Hacker News new | ask | show | jobs
by mgaunard 33 days ago
I made the first proposal to the C++ standard committee to introduce SIMD in 2011, before Matthias Kretz got involved with his own version (which is what became std::simd). This was based on what eventually became Eve (mentioned in the article).

Back then, it was rejected, for the same arguments that people are making today, such as not mapping to SVE well, having a separate way to express control flow etc.

There was a real alternative being considered at the time: integrating ISPC-like semantics natively in the language. Then that died out (I'm not sure why), and SIMD became trendy, so the committee was more open to doing something to show that they were keeping up with the times.

3 comments

> There was a real alternative being considered at the time: integrating ISPC-like semantics natively in the language.

I think this is the best solution for truely portable SIMD. Sure it doesn't cover everything, but it makes autovec explicit, guaranteed and more powerfull.

One of the biggest problems with "portable" SIMD libraries, is that when it's used for simple things, often autovec is better, as it has access to the direct ISA semantics and can much easier do things like unrolling.

To me it’s clear adding the ability to express intent to parallelise is the Right Thing. This is the only way the compiler can actually know what you want it to do.
Trying to abstract over SVE with a SIMD library is a bit of a fool's errand. The intended programming model is just too different from traditional ISAs, and there are algorithms that are nearly impossible to write efficiently for it. All the ones I've seen wrap it up as a bastardized fixed length ISA, and even ARM's own guidance basically recommends that approach.

Frankly, the length agnostic stuff is a mistake that I hope hardware designers will eventually see the light on, like delay slots.

> Trying to abstract over SVE with a SIMD library is a bit of a fool's errand

It reallt isn't. You just make the default SIMD-width agnostic and anything less portable opt-in.

You can still specialize for a specific width pn scalabe vector ISAs.

> The intended programming model is just too different from traditional ISAs, and there are algorithms that are nearly impossible to write efficiently for it.

Such as?

> All the ones I've seen wrap it up as a bastardized fixed length ISA, and even ARM's own guidance basically recommends that approach.

google highway doesn't. And while Arm is stuck with 128-bit SVE, because they alsp have to implement NEON as fast as possible to be competitive, RVV already has a large diversitly of hardware with different vector length available 128,256,512,1024.

    Such as?
I have a database that has big columns that get functions applied to them to compute the result set. This is a perfect case for length agnostic instructions, except out ends up horribly memory bound. A nice optimization is to only compute those lanes containing rows that might actually be in the result set by keeping track of a sparse record that depends on the lane size. But the cnt instructions are optional, and this also inhibits compiler optimizations in that lookup.
CNT and CNTP don't seem to be optional for SVE, from what I found. (unless you mean HISTCNT)

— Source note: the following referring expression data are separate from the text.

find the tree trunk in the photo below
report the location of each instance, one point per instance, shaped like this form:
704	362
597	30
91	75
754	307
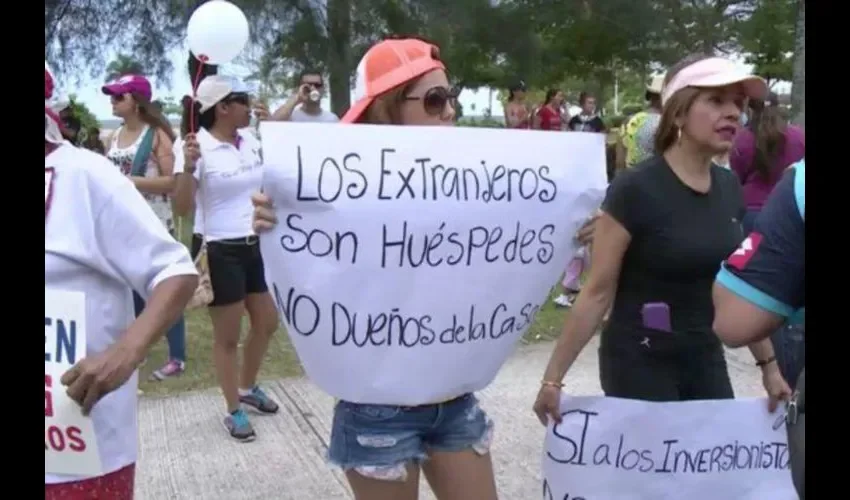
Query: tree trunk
798	88
339	54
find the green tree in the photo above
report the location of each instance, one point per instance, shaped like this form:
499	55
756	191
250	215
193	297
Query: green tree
77	32
170	107
767	38
798	88
122	65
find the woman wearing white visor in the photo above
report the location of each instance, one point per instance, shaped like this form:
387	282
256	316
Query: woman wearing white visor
225	167
96	227
666	226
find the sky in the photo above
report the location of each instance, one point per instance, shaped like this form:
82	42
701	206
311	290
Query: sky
474	101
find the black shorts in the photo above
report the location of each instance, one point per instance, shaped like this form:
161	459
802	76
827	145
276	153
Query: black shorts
236	268
640	363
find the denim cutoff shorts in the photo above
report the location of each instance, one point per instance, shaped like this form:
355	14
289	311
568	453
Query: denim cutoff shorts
378	441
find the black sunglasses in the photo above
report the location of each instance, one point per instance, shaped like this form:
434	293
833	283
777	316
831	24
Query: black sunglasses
239	98
435	99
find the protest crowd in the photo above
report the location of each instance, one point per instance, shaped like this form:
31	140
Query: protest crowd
702	205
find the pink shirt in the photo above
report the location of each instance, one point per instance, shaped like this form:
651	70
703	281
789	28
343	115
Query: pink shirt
756	189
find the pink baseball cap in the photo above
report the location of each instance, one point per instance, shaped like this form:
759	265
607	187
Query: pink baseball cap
136	84
387	65
712	73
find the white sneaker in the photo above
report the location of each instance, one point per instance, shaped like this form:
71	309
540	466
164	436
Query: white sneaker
563	301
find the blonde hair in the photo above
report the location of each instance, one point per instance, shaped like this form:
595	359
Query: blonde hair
677	105
386	108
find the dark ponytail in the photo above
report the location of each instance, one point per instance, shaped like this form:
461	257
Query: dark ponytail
191	108
768	126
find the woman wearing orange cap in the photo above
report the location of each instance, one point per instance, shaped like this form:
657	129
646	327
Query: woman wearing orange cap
403	82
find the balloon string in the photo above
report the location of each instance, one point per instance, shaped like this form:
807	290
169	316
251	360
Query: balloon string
195	82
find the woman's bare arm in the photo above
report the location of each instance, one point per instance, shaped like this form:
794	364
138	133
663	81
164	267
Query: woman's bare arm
611	240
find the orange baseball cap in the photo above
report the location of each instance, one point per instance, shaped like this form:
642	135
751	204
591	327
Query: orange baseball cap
386	65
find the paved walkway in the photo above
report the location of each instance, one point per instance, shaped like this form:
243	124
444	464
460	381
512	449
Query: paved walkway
185	453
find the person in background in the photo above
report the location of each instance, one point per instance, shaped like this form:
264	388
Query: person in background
571	284
92	141
666	226
638	133
305	105
762	285
517	114
548	117
96	226
588	120
217	171
142	150
763	151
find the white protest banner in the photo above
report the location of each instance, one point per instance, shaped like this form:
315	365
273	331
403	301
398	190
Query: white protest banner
621	449
408	261
70	445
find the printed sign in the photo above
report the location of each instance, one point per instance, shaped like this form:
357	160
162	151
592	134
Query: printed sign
408	261
70	446
621	449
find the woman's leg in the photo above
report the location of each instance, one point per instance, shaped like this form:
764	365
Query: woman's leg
227	278
459	464
380	448
263	315
705	374
176	338
176	362
117	485
637	366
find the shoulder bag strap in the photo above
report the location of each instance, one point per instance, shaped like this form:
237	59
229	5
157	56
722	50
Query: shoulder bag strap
202	191
143	154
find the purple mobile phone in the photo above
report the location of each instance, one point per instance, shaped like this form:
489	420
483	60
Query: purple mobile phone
656	315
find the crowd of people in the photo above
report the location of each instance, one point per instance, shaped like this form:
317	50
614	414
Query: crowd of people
670	218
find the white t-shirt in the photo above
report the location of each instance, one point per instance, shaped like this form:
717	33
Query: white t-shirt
299	115
123	159
231	176
102	239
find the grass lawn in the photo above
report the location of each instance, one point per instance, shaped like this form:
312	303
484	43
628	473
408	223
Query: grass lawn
281	360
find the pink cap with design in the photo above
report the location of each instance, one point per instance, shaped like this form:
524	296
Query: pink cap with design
129	84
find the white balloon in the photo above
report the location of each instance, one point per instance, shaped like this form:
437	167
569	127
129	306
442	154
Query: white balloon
217	32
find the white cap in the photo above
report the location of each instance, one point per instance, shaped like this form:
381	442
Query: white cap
214	88
715	72
656	85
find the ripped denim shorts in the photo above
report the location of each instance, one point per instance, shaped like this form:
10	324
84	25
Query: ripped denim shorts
378	441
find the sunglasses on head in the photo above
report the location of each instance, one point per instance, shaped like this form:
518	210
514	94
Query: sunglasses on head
239	98
435	99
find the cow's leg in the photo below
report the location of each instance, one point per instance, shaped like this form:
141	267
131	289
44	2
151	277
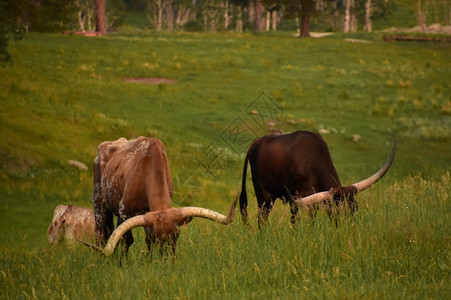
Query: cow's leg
104	222
294	212
124	215
265	204
151	240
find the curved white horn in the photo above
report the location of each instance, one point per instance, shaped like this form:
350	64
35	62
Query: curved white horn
359	186
125	226
210	214
366	183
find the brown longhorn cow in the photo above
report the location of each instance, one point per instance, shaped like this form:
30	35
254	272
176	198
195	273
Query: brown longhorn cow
298	164
71	223
132	181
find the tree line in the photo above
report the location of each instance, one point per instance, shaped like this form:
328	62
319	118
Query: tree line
213	15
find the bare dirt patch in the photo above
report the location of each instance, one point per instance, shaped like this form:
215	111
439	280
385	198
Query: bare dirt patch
150	80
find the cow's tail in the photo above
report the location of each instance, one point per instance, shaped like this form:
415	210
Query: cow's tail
243	195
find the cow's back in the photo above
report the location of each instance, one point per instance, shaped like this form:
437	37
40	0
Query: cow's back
134	172
299	160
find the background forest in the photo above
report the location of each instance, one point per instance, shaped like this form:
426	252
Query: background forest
180	71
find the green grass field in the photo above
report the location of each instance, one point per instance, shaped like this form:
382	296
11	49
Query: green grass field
64	95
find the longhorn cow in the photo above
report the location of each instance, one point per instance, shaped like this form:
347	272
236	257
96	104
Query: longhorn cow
71	223
132	181
298	164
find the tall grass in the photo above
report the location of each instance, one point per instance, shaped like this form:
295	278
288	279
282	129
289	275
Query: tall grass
66	94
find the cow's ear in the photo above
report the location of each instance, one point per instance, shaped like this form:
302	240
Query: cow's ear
184	222
349	191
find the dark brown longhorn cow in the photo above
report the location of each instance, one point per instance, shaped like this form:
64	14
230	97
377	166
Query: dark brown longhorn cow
298	164
132	181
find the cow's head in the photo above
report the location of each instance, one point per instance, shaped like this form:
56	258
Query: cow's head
164	225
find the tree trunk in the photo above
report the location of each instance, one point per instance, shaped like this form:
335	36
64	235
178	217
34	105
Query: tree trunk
274	20
101	17
353	17
305	27
226	15
169	9
347	21
421	16
368	22
239	19
80	21
308	9
259	21
268	20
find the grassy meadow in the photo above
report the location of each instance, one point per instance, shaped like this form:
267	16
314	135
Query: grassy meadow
64	95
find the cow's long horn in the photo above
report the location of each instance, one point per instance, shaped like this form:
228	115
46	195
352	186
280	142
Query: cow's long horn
364	184
118	233
146	220
205	213
359	186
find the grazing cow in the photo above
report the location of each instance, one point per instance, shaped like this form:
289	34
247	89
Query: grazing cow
132	181
71	223
298	164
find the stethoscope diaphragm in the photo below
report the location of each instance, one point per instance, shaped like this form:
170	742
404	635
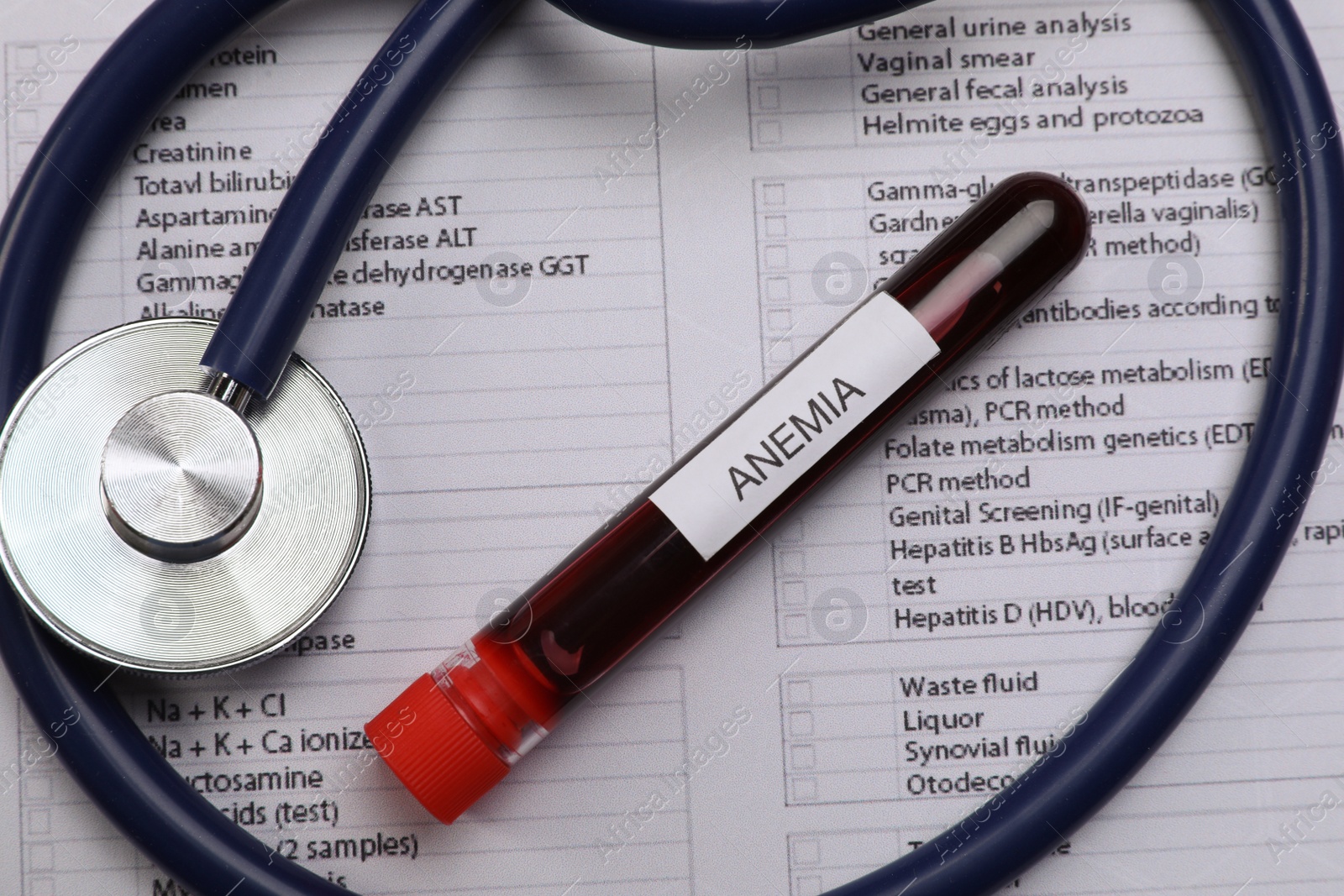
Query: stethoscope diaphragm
155	527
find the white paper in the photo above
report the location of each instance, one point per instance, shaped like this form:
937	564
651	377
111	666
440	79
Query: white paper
696	221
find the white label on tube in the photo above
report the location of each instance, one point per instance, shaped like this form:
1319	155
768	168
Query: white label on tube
795	422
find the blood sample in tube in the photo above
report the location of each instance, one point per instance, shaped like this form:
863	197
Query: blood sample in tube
457	730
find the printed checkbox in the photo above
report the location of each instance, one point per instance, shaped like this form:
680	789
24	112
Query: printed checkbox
37	788
781	351
42	857
790	562
800	725
799	694
803	757
26	60
804	789
793	594
806	852
38	822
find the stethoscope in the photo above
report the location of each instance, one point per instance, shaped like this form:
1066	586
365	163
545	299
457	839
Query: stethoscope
188	837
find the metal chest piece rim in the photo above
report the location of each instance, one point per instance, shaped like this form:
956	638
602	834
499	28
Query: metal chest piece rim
154	526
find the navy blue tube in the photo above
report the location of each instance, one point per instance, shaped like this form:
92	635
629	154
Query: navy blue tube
114	763
100	745
706	24
308	233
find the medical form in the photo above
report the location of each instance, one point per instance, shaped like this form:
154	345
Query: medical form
586	258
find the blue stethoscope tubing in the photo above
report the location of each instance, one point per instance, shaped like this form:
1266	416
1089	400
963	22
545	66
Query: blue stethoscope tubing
1105	746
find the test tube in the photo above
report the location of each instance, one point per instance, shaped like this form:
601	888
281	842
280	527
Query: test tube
454	734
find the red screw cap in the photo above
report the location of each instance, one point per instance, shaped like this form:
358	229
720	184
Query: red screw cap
433	752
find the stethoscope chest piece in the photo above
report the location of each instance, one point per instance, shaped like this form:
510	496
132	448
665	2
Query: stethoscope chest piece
155	526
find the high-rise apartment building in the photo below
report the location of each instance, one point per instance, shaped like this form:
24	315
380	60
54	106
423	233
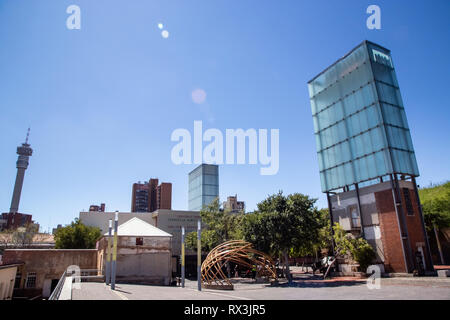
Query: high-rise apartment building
233	205
149	196
203	186
366	157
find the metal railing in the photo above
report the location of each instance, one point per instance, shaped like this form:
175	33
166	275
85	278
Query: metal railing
57	291
84	274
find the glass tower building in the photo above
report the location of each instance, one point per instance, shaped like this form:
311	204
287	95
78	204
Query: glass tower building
203	186
359	120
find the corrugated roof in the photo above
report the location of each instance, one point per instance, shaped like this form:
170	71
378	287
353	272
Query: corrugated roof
136	227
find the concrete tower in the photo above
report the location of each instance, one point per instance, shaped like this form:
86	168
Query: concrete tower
24	153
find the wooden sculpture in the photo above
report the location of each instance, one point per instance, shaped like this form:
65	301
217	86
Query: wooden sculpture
240	252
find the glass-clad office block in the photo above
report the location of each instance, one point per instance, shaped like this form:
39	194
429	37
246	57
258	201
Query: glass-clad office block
203	186
359	120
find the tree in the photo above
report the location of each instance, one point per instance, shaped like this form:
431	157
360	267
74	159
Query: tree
218	226
436	210
77	236
20	237
282	223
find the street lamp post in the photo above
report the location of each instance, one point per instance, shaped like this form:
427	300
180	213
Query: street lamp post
113	275
199	256
108	255
183	271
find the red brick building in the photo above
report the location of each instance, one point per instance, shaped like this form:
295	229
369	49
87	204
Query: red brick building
14	220
390	219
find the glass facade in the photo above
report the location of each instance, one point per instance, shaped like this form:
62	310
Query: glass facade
359	120
203	186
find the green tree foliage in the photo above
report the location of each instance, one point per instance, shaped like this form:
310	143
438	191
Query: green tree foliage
77	236
436	206
218	226
284	224
347	246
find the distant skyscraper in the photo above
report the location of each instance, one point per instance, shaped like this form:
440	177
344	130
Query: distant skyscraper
24	153
149	197
203	186
164	196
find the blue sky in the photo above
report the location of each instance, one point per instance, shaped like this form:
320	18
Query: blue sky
103	101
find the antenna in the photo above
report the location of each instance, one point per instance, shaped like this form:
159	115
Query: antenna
28	134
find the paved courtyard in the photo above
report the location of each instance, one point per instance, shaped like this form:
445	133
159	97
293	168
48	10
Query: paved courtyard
305	287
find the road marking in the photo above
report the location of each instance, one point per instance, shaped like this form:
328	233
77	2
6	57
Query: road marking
223	295
121	296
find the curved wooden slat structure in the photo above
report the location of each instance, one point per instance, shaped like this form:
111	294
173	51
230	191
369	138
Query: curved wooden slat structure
239	252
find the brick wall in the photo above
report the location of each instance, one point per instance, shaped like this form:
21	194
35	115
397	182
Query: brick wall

It seems to me like you want tp use CNTP on a bitset that tells you, which rows are relevant, skipping them if CNT is 0? Is that what you where describing?

I was confused and thinking that streaming mode and CNT were in separate extensions, but they're both in SME. My bad.

Anyway, essentially yes. My previous comment didn't mention all of the context. The join enforces that the result set is the intersection of the individual column sets, so it gets increasingly sparse as individual columns are computed. So I just maintain a bit tree that says which columns could populate the result set and skip computing the other lanes, which depends on the vector width and benefits from knowing it at compile time.

I'm no C++ dev, but as an outsider, it sure reads like the whole "int is variable length" mistake again.
In a way it's worse because at least with int you're not really expecting to run the same binary on architectures with different int lengths, and also for several decades there have only been two realistic options (32 or 64), which makes it easy to deal with.

With RVV (and SVE I assume) there are a wider range of realistic options - at least 128, 256 and 512. The RVV spec allows up to 65536! Also it's totally reasonable to want a single binary to work with all of them so then you're into compiling parts of your code multiple times with runtime dispatch which is a right pain.

I haven't looked into how Highway does it but I don't really know you you write length-agnostic code in high level languages. It's easy in assembly, but it sucks if you have to do it in assembly.

Here is a highway example: https://gcc.godbolt.org/z/7sdPr61W6

There is a bit of boilerplate to get dynamic dispatch working, but apart from that it's quite simple to use.

That's a mistake for ABI visible types, yes.
That abstraction is occasionally usable in low level systems code, that is why Go, Rust, D and C# support it as well.

Also to note that is C not C++.

I don't know how SVE works but I thought the point of it was to let implementations pick a larger size than the CPU supports and then get an automatic speedup from better processors with more vector lanes.